Maine Senators Eric Brakey and Garrett Mason introduced a legislative proposal to study the use of blockchain technology for election purposes. The proposal includes an emergency preamble, thereby waiving the procedural rule stating “acts and resolves of the Legislature do not become effective until 90 days after adjournment unless enacted as emergencies.” The Maine legislature allows for emergency legislation when “in the judgment of the Legislature, the facts create an emergency within the meaning of the Constitution of Maine and require the following legislation as immediately necessary for the preservation of the public peace, health and safety.”
S. P. 305 calls for a commission to “study the potential uses for blockchain technology to support and enhance Maine’s current paper ballot election system for the purpose of improving paper ballot security, increasing election transparency and reducing costs.” If approved, the commission would consist of bipartisan legislators from the Senate and House as well as representatives from the offices of the Secretary of State and Attorney General. At the end of the study, the commission is to submit a report that “includes its findings and recommendations, including suggested legislation, for presentation to the Second Regular Session of the 128th Legislature” by December 6, 2017.

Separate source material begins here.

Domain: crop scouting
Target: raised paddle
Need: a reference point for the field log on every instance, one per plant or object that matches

Incorporating blockchain technology into voting procedures and systems has been widely considered in the global public and private sectors. Recently, Voatz, a Boston-based company, has announced a phone-based application that would allow individuals to cast their votes from their personal smartphones, which includes “mobile-focused security, voter anonymity, verifiability, and irrefutability by utilizing a secured smartphone, a multi-source ID verification process, advanced biometrics, and Blockchain based irrefutability.” Voting and election-related use cases for the blockchain have been the focus of many developers as it highlights some of the best features of the technology: transparency, accountability, and reduced fraud. If the commission is approved, Maine will be the first state to consider using blockchain technology in its election procedures. Hopefully, the final report will include important legislation that will undoubtedly enhance elections and protect against voter fraud.